The St. Louis Board of Education approved the temporary relocation of students from schools damaged by the May 16 tornado to other buildings within the district.
The board voted 6-1 in favor, with Ben Conover's the sole vote against the plan.
Students from seven schools will be relocated to seven receiving schools:
- Ashland Elementary students will be housed at Jefferson Elementary.
- Hickey Elementary students will be housed at Walbridge Elementary.
- Washington Montessori Elementary students will be housed at Ames Elementary.
- Yeatman-Liddell Middle School students will be housed at Blewett Elementary.
- Soldan International Studies High School students will be housed at Gateway STEM High School.
- Sumner High School and Fresh Start students will be housed at Stevens Middle School.
- Beaumont High School programs will be housed at Clyde C. Miller College Prep Academy.
The plan to relocate St. Louis Public Schools students was changed from the original plan that was shared with the public on June 9, after the American Federation of Teachers Local 420, school administrators and staff unions insisted they be brought into the conversation around the temporary school consolidation plan.
Sumner and Fresh Start students were originally supposed to be relocated to Clyde C. Miller and Yeatman students to Gateway Middle School.
Stevens was closed in 2016 but was used temporarily in 2024 for students enrolled in the Nahed Chapman New American Academy and more recently for professional development, according to district spokesperson Carl Mitchell.
The district is in the process of finalizing transportation plans for all students, but especially those who were set to attend the storm-damaged schools.
For example, Chief of Operations Square Watson said students who live within walking distance to Ashland Elementary will still walk to the school, meet with members of the district’s safety and security team and then will be shuttled to Jefferson.
Students who were displaced by the storm and are still currently living within city limits will have school bus transportation. However, students who have been displaced by the storm to outside the city, but are still enrolled in SLPS, will be transported by taxi using McKinney-Vento federal funding.
The district estimates that at least 2,000 students are currently displaced by the storm.
The decision to temporarily relocate students comes as the district is weighing which schools to close in the 2026-27 school year, due in part to declining enrollment.
Many of the tornado-damaged schools are located in north city, which has raised concerns among some locals that the schools will be closed permanently.
Superintendent Millicent Borishade has said she does not yet have a final list of schools the district will permanently close.
Pushback to the original plan
Last week, Local 420 released a joint statement along with various school staff unions demanding that the district bring staff into conversations around what the district said is a temporary school consolidation plan.
Ray Cummings, president of Local 420, said he had safety concerns about some high school students being combined into one school due to possible neighborhood rivalries.
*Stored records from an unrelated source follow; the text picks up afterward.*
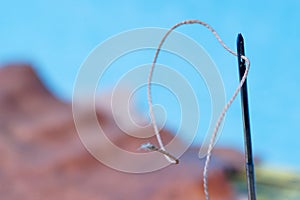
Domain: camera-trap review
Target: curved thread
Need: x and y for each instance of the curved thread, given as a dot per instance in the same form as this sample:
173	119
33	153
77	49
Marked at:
222	115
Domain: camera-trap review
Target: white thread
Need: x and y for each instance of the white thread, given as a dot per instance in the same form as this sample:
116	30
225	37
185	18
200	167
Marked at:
221	117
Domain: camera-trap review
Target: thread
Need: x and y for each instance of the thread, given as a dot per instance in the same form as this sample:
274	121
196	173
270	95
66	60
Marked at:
221	116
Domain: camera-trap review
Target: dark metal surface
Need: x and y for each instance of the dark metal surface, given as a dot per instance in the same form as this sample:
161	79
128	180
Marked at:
247	134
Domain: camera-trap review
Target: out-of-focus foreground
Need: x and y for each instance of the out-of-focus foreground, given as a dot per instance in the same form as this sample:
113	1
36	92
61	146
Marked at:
42	156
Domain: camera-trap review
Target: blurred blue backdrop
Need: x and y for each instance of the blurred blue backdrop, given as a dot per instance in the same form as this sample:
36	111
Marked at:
56	36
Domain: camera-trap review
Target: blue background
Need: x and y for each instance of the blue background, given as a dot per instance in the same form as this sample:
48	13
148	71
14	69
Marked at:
56	36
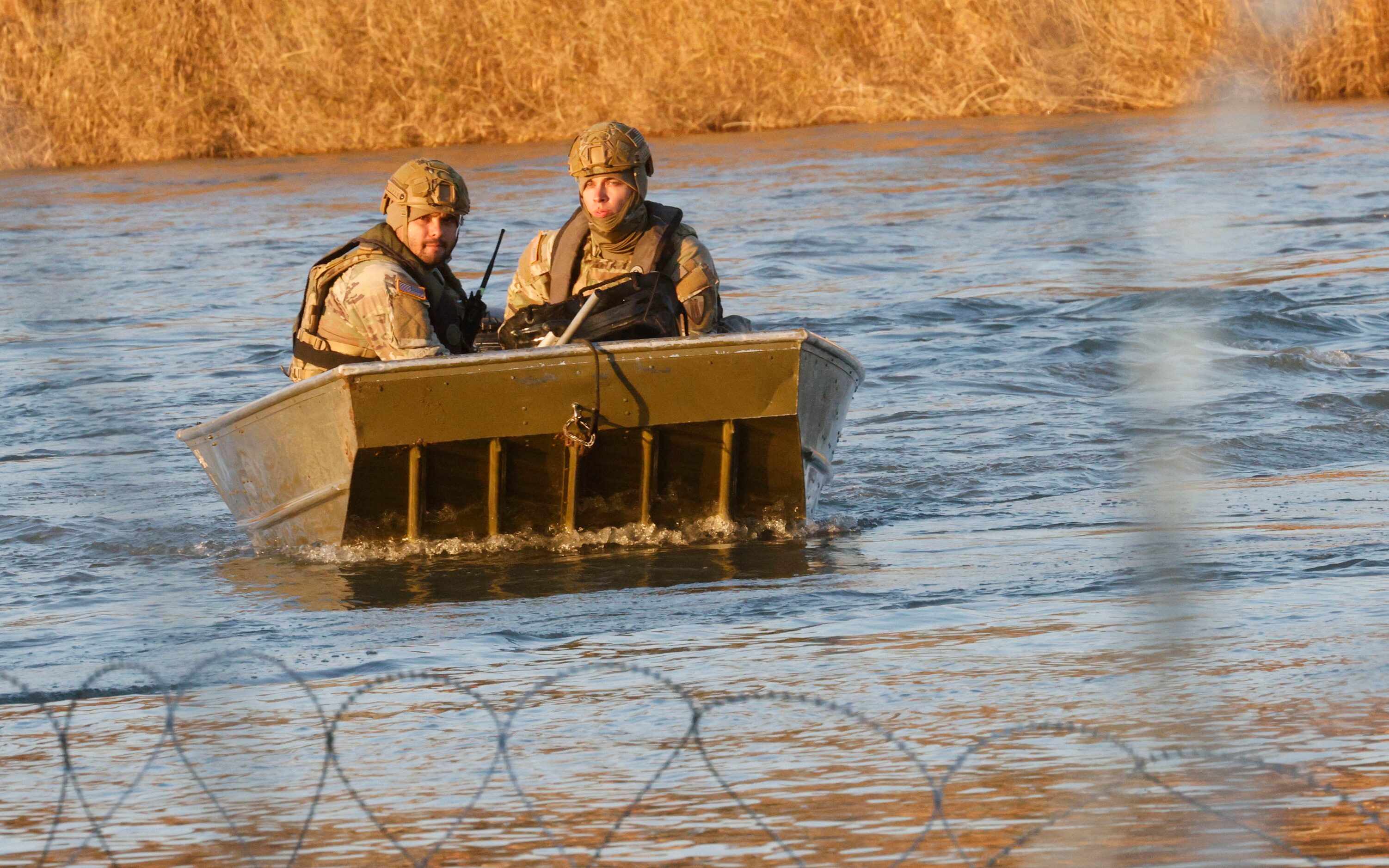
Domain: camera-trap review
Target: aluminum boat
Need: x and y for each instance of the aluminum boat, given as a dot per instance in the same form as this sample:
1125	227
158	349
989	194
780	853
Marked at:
737	427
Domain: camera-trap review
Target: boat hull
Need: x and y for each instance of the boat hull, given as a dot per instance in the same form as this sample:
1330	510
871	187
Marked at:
741	427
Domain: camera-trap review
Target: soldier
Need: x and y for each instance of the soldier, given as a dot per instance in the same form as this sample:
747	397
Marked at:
389	293
603	238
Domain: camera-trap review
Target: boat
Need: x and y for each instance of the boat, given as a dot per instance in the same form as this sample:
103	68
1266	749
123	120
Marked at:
662	432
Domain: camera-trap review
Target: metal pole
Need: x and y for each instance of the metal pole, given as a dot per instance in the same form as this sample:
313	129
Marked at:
725	473
495	487
648	474
572	485
417	491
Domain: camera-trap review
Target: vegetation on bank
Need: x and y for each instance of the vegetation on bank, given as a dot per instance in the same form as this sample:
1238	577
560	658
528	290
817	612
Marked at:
103	81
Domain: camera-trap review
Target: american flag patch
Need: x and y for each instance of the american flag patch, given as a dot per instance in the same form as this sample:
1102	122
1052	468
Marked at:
409	289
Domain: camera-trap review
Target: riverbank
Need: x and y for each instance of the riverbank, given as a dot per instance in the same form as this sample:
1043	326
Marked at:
117	81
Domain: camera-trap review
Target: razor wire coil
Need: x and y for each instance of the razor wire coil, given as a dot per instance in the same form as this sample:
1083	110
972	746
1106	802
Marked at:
71	791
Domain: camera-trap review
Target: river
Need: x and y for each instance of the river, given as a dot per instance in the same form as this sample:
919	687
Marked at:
1120	460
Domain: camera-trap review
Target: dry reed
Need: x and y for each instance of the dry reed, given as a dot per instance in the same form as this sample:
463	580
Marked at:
102	81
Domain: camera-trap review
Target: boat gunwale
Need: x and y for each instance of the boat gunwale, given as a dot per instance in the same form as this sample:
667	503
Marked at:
350	371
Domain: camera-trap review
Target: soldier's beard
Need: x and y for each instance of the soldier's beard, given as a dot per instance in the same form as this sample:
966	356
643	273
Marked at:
616	235
435	255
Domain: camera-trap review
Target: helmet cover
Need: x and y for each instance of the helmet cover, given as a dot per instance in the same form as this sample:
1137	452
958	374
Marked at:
610	149
421	188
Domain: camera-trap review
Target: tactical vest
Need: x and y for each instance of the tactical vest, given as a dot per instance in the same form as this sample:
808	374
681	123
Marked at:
653	252
442	291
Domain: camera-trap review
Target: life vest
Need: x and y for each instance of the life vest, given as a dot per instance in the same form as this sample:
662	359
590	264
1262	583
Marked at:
443	296
653	252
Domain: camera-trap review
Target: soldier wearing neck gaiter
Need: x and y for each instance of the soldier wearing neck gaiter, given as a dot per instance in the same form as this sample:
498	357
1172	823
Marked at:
612	163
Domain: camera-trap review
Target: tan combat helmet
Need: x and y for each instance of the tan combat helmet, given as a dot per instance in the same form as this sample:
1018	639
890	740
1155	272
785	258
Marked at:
613	149
420	188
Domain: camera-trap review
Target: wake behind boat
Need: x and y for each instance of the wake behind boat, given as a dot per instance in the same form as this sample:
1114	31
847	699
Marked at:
658	432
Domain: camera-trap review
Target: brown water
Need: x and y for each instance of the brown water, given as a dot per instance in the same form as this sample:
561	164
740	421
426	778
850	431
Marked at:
1119	462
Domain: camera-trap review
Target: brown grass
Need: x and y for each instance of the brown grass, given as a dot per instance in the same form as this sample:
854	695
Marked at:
103	81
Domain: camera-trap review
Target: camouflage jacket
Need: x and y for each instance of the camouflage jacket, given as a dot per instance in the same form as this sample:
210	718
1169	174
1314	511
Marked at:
374	310
691	270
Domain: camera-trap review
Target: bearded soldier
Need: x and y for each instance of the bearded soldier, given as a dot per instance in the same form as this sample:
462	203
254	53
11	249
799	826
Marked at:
388	293
616	231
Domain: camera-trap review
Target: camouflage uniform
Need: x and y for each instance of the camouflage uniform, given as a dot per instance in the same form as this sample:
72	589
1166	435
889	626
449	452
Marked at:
621	152
374	312
362	302
692	271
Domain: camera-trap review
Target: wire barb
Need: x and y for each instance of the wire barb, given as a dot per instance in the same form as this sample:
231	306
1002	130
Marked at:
691	741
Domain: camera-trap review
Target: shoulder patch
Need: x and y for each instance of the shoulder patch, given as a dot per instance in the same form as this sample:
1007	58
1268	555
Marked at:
409	289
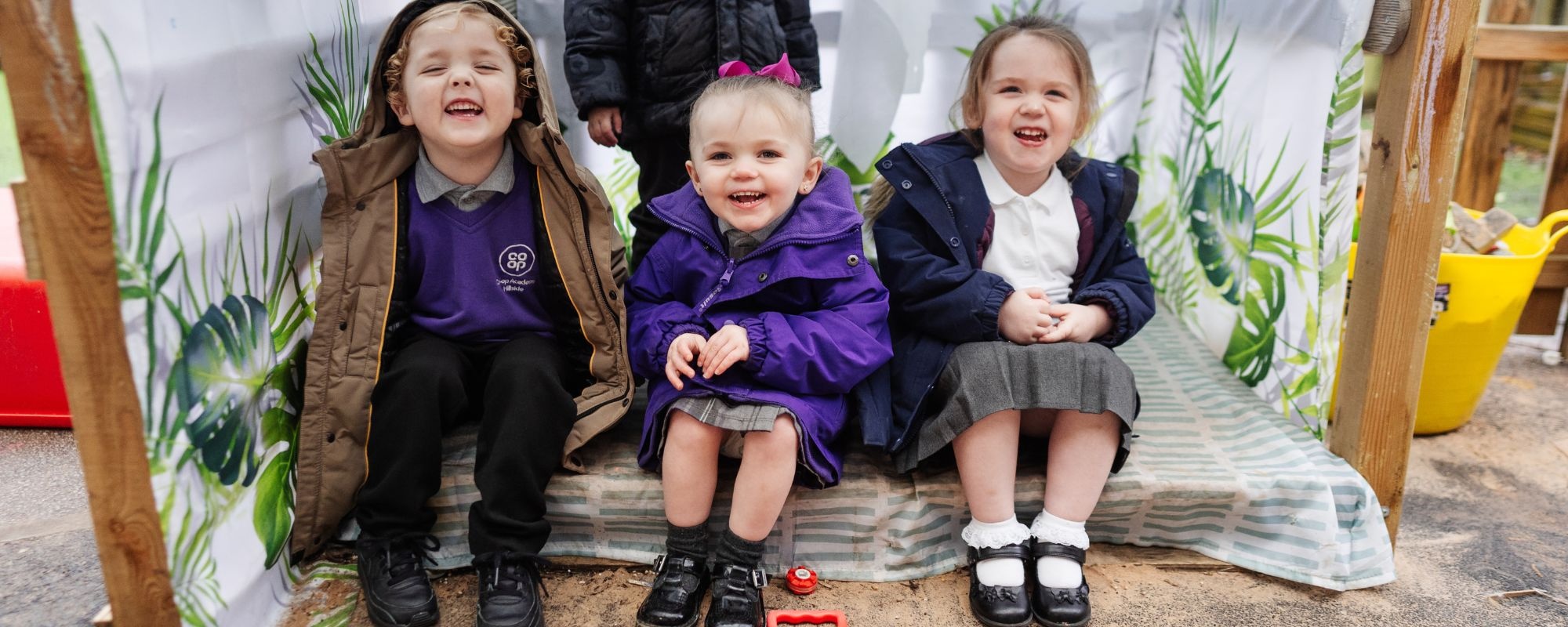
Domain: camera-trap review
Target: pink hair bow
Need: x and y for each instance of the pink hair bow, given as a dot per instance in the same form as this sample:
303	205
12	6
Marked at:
780	71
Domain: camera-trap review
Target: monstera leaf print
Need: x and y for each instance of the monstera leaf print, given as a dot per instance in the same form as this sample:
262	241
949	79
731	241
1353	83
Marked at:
1222	222
222	383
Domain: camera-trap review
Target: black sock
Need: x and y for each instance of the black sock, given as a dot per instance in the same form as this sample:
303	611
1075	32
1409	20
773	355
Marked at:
688	542
738	551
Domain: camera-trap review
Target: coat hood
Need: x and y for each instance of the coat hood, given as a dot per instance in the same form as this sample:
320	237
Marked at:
383	148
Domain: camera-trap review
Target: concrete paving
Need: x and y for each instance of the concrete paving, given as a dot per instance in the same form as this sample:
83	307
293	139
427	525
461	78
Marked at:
49	567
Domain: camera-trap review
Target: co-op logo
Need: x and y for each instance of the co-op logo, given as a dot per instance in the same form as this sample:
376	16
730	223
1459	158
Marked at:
517	259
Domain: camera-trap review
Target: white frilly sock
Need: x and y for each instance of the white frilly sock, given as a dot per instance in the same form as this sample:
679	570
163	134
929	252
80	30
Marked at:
992	535
1058	571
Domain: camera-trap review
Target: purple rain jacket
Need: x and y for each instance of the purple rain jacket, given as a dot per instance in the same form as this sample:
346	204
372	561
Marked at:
815	313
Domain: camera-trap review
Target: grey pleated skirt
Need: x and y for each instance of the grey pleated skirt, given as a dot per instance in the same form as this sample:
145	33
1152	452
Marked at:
984	379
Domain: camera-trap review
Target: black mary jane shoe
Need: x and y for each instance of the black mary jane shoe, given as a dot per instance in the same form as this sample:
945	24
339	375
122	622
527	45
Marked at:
738	596
677	593
1000	606
1061	607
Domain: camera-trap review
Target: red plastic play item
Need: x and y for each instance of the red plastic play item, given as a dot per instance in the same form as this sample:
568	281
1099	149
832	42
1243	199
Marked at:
807	618
802	581
32	391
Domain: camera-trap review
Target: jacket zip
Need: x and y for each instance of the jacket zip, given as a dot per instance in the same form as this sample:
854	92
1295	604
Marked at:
935	186
724	283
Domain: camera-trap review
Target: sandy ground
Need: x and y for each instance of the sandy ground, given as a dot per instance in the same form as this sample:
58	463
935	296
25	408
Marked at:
1486	512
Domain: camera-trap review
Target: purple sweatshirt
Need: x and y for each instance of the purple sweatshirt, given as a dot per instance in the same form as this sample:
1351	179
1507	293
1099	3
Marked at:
476	272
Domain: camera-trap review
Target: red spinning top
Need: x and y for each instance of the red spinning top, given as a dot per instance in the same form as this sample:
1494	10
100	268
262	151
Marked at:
802	581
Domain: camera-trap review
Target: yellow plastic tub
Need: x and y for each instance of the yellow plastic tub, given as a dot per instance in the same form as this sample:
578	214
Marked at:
1476	310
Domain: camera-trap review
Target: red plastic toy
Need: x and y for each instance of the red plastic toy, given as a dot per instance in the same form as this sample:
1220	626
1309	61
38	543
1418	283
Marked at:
32	391
802	581
807	618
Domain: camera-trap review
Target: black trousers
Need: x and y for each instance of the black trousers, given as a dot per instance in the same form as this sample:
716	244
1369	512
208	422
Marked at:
661	167
524	410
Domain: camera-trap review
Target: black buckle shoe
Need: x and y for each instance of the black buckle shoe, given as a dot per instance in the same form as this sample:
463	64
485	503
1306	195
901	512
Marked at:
510	589
1000	606
1061	607
396	584
738	598
675	595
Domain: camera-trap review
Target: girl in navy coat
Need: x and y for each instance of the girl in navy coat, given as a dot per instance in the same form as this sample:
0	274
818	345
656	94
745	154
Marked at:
752	319
1012	278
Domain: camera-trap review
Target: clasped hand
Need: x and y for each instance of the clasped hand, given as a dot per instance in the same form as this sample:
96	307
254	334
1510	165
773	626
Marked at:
714	355
1028	319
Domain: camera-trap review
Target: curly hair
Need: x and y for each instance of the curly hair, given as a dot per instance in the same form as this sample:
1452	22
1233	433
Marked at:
506	34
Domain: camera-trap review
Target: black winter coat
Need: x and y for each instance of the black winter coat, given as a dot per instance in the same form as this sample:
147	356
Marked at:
653	57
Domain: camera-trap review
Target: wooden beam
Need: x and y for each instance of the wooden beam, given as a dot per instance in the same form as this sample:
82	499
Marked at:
73	239
1489	120
1541	311
1415	143
1522	43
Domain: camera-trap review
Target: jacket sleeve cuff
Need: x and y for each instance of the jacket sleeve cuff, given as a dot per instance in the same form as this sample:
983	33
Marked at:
678	332
1119	316
992	316
758	350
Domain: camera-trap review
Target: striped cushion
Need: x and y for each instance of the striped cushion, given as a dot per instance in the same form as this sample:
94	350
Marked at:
1214	471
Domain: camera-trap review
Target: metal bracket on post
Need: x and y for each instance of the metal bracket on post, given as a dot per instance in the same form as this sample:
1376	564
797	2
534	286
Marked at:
1388	29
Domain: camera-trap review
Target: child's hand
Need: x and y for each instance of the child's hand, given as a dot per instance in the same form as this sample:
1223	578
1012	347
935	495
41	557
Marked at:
604	126
1078	324
725	349
1023	319
678	361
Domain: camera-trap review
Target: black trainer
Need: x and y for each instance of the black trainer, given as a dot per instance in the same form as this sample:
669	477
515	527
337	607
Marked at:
1061	607
677	593
738	596
1000	606
396	584
510	589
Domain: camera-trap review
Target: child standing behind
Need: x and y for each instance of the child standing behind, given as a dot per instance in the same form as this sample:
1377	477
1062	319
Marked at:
752	319
468	274
1012	278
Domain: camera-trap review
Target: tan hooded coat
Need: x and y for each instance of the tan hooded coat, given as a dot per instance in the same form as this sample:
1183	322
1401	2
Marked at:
360	261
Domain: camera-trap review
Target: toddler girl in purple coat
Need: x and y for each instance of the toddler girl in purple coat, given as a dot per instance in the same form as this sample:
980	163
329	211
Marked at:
752	319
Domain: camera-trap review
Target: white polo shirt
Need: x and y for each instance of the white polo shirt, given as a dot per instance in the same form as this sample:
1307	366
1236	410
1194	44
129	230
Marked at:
1036	237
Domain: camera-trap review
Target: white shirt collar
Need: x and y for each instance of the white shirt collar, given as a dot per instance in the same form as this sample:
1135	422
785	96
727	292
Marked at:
1000	192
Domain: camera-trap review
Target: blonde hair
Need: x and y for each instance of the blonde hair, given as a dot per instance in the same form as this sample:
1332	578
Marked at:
506	34
971	104
788	101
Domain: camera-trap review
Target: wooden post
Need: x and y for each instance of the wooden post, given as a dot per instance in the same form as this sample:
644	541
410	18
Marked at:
1489	118
73	237
1415	143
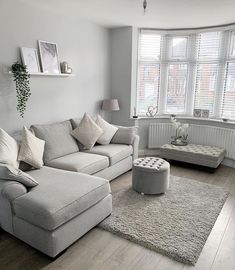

Teachers and school staff are often tasked with breaking up fights or handling classroom disruptions, which takes away from instruction time, he said.
“We’re in a more violent place in St. Louis. We want to err on the side of caution. We don’t mix these groups with different neighborhoods,” he said during an interview on Friday.
During a meeting on July 8, the school board failed to ratify a plan to relocate all students from storm-damaged buildings.
President Karen Collins-Adams asked the board to vote on an amended plan, which would have allowed the elementary students to be relocated, but that vote also failed.
Collins-Adams then asked district leadership to meet with the union by July 11 to figure out a plan to move forward with the temporary school consolidation plan.
Local 420 confirmed that the meetings took place and that they had reached a tentative agreement on Friday.
"The conversations were direct, but at every step, we reaffirmed our commitment to working together to provide our students, teachers, and administrators with the safest possible educational and work environment,” Cummings said in a statement released Monday. “We're committed to doing everything we can to ensure a smooth start to the new school year."
Rocky road to final approval
Board members acknowledged that the process to approve the district’s plan for temporarily relocating students and the associated costs was less than perfect.
Conover, who initially raised questions about the plan during the July 8 board meeting, called the process “chaotic at best.”
“We really need to improve how we're handling things here as a board in order to be able to successfully support this district,” Conover said.
“We have all failed, and now parents are five weeks away from school and they don't know where their children are going to be,” Vice President Emily Hubbard said. “ I would be really mad if this were my school, and I hope that we can all work better and…move forward for what's the best thing for children.”
Donna Jones, a longtime board member and north city resident who encouraged the board to take the unions’ concerns around student safety seriously, rebuffed Hubbard’s comments.
“I just wanted to say how proud I am of many of all our members for asking questions that needed to be asked, because there are people out here in the community that are asking these questions, and we don't always have to agree on everything, but we have one final goal, and that's to make sure that our students are safe and sound,” Jones said.
Collins-Adams said the board will strive to do better.
“This was a long process,” Collins-Adams said. “We had a lot of stumblings that we all did, and then we need to be able to get it right for the students. I think we all appreciate that we finally arrived at this point to be able to make a final decision so that we can actually begin the [2025-26] school year.”